Try a different network. If you are on a corporate or school Wi-Fi that performs SSL inspection, the same interception issue that affects desktop applies. Try on mobile data.
Disable VPN or proxy. If you have a VPN or proxy configured on your Android device, disable it and test. VPN clients with HTTPS inspection can cause identical symptoms to antivirus software on desktop.
Enable Private DNS. Changing to encrypted DNS can bypass DNS-based SSL interference:
- Open Settings > Network & Internet > Private DNS
- Select “Private DNS provider hostname”
- Enter
one.one.one.one(Cloudflare) ordns.google
When it is definitely the server
If the error appears on multiple devices, multiple networks, and in multiple browsers, the problem is on the server. Confirm by checking the certificate using SiteProbe’s SSL checker.
The SSL checker shows:
- Certificate validity dates and whether the certificate is currently valid
- The certificate chain and whether it is complete
- Which TLS versions the server supports
- Cipher suite configuration
- Whether HSTS is configured
If you are the site owner and the SSL checker shows a problem, the fix depends on what it reports:
- Expired certificate: renew or reinstall. On Hostney, contact support if automatic renewal has failed
- Incomplete chain: reinstall the certificate with all intermediate certificates included. See How to install an SSL certificate for the full process
- TLS 1.0/1.1 only: update the server’s TLS configuration to support TLS 1.2 and 1.3. On managed hosting, contact your provider
- No certificate at all: the site is not configured for HTTPS on this domain
Summary
ERR_SSL_PROTOCOL_ERROR means the TLS handshake between Chrome and the server failed. Server-side causes include expired certificates, incomplete certificate chains, and deprecated TLS versions. Client-side causes include an incorrect device clock, antivirus HTTPS inspection, stale Chrome SSL state, and interfering browser extensions.

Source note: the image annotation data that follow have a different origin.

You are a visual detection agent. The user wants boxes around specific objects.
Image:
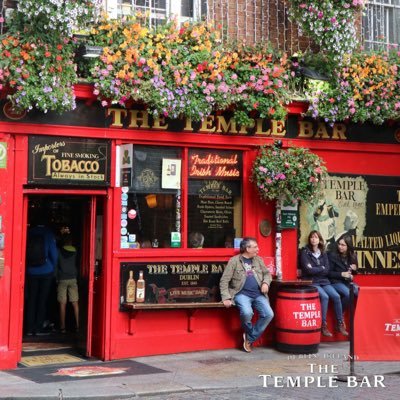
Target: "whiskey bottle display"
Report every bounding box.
[136,271,145,303]
[125,271,136,303]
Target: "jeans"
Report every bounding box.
[313,284,343,323]
[234,293,274,343]
[332,282,358,310]
[26,274,53,333]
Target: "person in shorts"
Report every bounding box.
[56,235,79,333]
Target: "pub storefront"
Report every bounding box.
[0,87,400,369]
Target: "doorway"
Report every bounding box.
[21,192,104,362]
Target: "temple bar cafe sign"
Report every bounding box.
[300,174,400,274]
[28,136,111,186]
[120,261,225,304]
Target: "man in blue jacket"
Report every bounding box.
[26,217,58,335]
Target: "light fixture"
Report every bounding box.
[75,43,103,59]
[145,194,157,208]
[82,44,103,58]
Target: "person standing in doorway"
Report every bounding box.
[56,234,79,333]
[26,214,58,335]
[220,237,274,353]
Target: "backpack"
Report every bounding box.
[26,233,47,267]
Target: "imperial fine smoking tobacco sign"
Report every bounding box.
[28,136,111,186]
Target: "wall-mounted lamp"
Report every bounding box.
[145,194,157,208]
[79,44,103,58]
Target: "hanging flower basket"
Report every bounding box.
[250,142,327,203]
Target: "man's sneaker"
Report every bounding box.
[243,333,252,353]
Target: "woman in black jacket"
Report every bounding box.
[328,235,358,309]
[300,231,348,336]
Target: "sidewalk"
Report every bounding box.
[0,342,400,400]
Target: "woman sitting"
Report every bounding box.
[300,231,348,336]
[328,236,358,310]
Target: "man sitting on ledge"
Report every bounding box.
[220,237,274,353]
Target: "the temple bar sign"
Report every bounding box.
[28,136,111,186]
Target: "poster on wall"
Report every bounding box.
[161,158,181,189]
[120,261,225,309]
[299,174,400,274]
[28,135,111,186]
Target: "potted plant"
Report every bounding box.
[251,141,327,203]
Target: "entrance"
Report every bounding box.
[21,192,104,366]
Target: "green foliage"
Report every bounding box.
[251,143,327,202]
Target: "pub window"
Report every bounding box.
[120,144,181,249]
[104,0,207,26]
[187,149,242,248]
[363,0,400,50]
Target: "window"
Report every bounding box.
[105,0,207,26]
[118,144,242,249]
[121,145,181,249]
[363,0,400,50]
[188,149,242,248]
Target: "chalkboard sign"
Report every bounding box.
[120,261,225,309]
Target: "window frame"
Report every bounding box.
[362,0,400,50]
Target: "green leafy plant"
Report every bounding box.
[308,50,400,125]
[250,142,327,202]
[92,14,290,125]
[0,0,99,112]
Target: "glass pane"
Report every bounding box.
[181,0,193,18]
[188,149,242,248]
[121,145,181,249]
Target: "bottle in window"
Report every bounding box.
[125,271,136,303]
[136,271,145,303]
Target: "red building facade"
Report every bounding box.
[0,86,400,369]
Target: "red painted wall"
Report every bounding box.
[0,108,400,369]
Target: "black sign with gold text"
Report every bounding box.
[120,261,225,304]
[28,136,111,186]
[300,174,400,275]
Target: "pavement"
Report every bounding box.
[0,342,400,400]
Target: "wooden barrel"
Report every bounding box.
[275,286,321,354]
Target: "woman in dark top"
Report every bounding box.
[300,231,348,336]
[328,236,358,309]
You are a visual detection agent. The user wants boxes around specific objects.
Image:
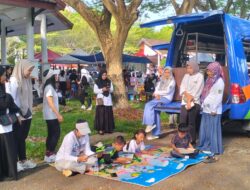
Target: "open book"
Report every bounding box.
[177,148,195,154]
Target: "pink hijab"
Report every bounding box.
[201,62,225,102]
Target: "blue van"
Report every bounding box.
[141,11,250,131]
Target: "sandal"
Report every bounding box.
[203,156,218,164]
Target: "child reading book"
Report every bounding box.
[123,129,146,153]
[171,123,197,158]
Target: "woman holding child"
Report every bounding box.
[198,62,225,157]
[180,61,204,145]
[142,67,175,140]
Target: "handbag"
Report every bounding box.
[0,114,17,126]
[21,109,32,119]
[96,98,104,106]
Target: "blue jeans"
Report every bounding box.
[142,98,170,135]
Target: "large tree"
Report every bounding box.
[64,0,146,108]
[63,0,248,108]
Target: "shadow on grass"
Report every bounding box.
[18,163,50,180]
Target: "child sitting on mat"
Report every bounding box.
[171,123,197,158]
[123,129,146,153]
[55,119,97,177]
[98,136,131,164]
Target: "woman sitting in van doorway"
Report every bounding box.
[198,62,225,161]
[180,61,204,145]
[142,67,175,140]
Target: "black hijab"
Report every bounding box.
[96,69,111,97]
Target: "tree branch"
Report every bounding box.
[116,0,126,15]
[240,0,246,18]
[63,0,100,31]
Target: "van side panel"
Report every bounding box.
[224,14,250,119]
[224,14,250,87]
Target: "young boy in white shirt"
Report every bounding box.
[55,120,97,177]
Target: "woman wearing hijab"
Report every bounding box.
[180,61,204,145]
[6,59,36,171]
[94,70,115,135]
[79,69,94,111]
[142,67,175,140]
[59,70,67,97]
[43,69,63,163]
[199,62,225,159]
[0,67,19,181]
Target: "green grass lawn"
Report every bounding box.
[26,100,167,160]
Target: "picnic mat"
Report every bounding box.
[86,146,207,187]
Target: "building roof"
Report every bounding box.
[0,0,66,10]
[0,0,73,37]
[139,38,169,47]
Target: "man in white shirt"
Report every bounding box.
[55,120,97,177]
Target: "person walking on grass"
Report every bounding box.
[6,59,36,171]
[94,70,115,135]
[0,66,20,181]
[79,69,94,111]
[43,69,63,163]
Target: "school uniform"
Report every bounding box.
[180,72,204,143]
[198,78,225,154]
[123,139,145,153]
[94,79,115,133]
[43,84,61,152]
[6,76,33,160]
[55,131,97,174]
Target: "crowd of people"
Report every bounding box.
[143,61,225,162]
[0,60,224,179]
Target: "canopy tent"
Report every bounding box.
[71,52,151,64]
[53,49,89,65]
[35,49,61,63]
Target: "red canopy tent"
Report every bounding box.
[35,49,62,63]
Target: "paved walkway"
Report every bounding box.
[0,127,250,190]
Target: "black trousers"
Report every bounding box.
[0,131,17,181]
[79,90,92,107]
[46,119,61,152]
[13,119,31,161]
[180,104,200,144]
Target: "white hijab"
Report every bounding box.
[12,59,35,115]
[159,66,174,90]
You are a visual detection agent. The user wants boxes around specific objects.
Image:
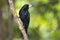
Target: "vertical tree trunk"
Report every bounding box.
[8,15,13,40]
[0,8,6,40]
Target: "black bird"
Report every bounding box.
[19,4,31,33]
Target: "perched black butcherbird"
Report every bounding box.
[19,4,31,33]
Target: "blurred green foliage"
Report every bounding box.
[0,0,60,40]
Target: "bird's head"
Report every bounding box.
[22,4,32,10]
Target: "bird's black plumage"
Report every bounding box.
[19,4,30,33]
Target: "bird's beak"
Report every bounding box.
[29,4,32,8]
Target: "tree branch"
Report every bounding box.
[8,0,28,40]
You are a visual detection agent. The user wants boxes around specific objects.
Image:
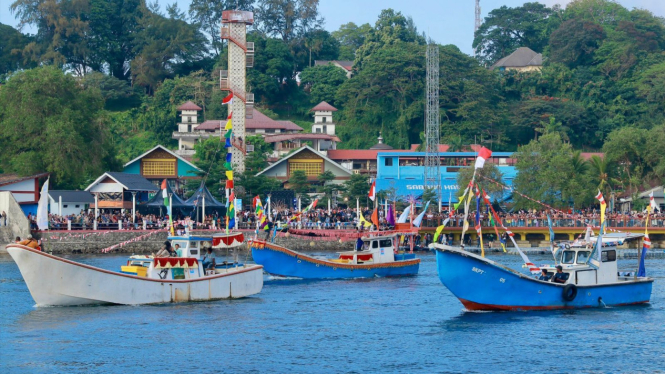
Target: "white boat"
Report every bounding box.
[7,236,263,306]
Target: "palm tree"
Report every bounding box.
[572,151,597,177]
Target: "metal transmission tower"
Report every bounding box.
[425,44,441,211]
[473,0,482,32]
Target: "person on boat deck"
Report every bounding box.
[155,240,174,257]
[552,265,567,283]
[538,269,552,282]
[18,235,39,249]
[356,238,365,251]
[202,247,217,270]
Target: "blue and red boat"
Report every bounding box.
[250,234,420,279]
[430,244,653,310]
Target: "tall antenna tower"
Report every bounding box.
[473,0,482,34]
[425,43,441,210]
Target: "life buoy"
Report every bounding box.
[562,284,577,301]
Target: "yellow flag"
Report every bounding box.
[358,214,372,227]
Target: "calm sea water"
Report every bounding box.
[0,253,665,373]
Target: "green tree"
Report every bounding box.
[513,132,595,208]
[473,2,554,65]
[0,67,119,189]
[300,64,346,105]
[344,174,369,205]
[332,22,372,61]
[254,0,323,42]
[189,0,254,56]
[457,162,506,202]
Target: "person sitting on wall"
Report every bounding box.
[202,247,217,270]
[18,235,39,249]
[552,265,568,283]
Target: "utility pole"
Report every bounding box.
[423,43,441,212]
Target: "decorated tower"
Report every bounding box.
[220,10,254,172]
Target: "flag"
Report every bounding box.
[386,204,395,226]
[372,208,379,229]
[596,190,607,227]
[434,218,450,243]
[413,201,429,227]
[397,205,411,223]
[637,235,651,277]
[36,179,49,231]
[476,147,492,169]
[358,213,372,227]
[369,180,376,201]
[649,190,660,212]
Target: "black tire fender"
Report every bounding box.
[562,284,577,301]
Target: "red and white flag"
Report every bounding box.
[596,190,605,204]
[476,147,492,169]
[649,191,660,212]
[369,181,376,201]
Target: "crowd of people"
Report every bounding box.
[26,208,665,230]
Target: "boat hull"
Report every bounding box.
[435,248,653,310]
[251,241,420,279]
[7,245,263,306]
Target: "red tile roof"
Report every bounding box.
[328,149,410,161]
[0,173,49,186]
[310,101,337,112]
[263,134,340,143]
[177,101,203,110]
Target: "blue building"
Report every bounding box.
[376,152,517,205]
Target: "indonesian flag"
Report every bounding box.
[596,190,604,204]
[596,190,607,225]
[369,181,376,201]
[649,191,660,212]
[476,147,492,169]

Determine which side is the problem by testing in a different browser, from a different network, and using SiteProbe’s SSL checker to inspect the certificate from a neutral location. If the checker shows a valid certificate and the error only appears on your device, work through the client-side fixes. If the checker shows a certificate problem, the site owner needs to fix their SSL configuration.